It does no good, but hopefully will do no harm, for this court to agree with plaintiffs in both cases that the Eleventh Circuit misread the Supreme Court's Stewart Organization, Inc. v. Ricoh Corp., 487 U.S. 22, 108 S.Ct. 2239, 101 L.Ed.2d 22. Instead of recognizing a forum selection clause as only one factor, among others, to be weighed by the trial court, as the Supreme Court held, the Eleventh Circuit has, as a practical matter, made the clause the overriding consideration. It became the controlling criterion because there was nothing recognized which can outweigh it. The mere fact that the Eleventh Circuit has misread the Supreme Court, if it has, does not give any district court in Alabama, Florida or Georgia, much less this court, the right to deviate from the Eleventh Circuit's unmistakable interpretation of the Supreme Court. It is the Eleventh Circuit's understanding of the Supreme Court, and not this court's understanding of the Supreme Court, that guides this court. In In re Ricoh Corporation, the writ of mandamus issued to this court was based on a finding that all of this court's various specific findings of fact that this court thought were pertinent under 29 U.S.C. § 1404(a) were inconsequential in view of the insurmountable burden of proof placed on Stewart Organization by the forum selection clause it had executed as part of its contract. With the ink hardly dry on the Eleventh Circuit's writ directed to this court, this court would be both foolish and fool-hardy not to follow the unmistakable direction in which it was pointed. It follows that it can be only of academic interest that this court joins plaintiffs in acknowledging the logic of courts which have most recently spoken on this same subject, in the following cases:

All of these district courts refused to be "ring-nosed" by a forum selection clause where, after considering all of the facts, they found a forum substantially more convenient and fairer to plaintiffs or to defendants than the one contained in the contract. However, none of these decisions can provide succor to the plaintiffs in these two cases. In re Ricoh Corporation is too overwhelming.
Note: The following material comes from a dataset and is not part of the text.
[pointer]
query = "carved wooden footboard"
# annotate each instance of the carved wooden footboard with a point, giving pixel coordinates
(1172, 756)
Mr. Moses, et al., in CV 88-AR-1745-S, challenge the validity vel non of the clause itself, and, on this basis, they attempt to distinguish their case from In re Ricoh Corporation. This court does not believe that the Eleventh Circuit could be persuaded by such a distinction when it was unpersuaded in In re Ricoh Corporation by the fact that the very last agreement between Stewart Organization and Ricoh Corporation may not even have contained a forum selection clause. Mr. Moses, et al., make a valid point, but one which is unavailing, when they refer to the Federal Trade Commission's pre-Stewart Organization expression of concern over the usual imbalance of bargaining power in the franchisor-franchisee relationship, such a concern that the FTC succeeded in requiring Firestone Photographs, Inc., to notify all of its franchisees that it will not attempt to enforce the contractual provisions which limits suits against it to the courts of Ohio. See Firestone Photographs, Inc., 1978 F.T.C. Complaints and Orders (CCH) ¶ 21,389 (Apr. 20, 1978).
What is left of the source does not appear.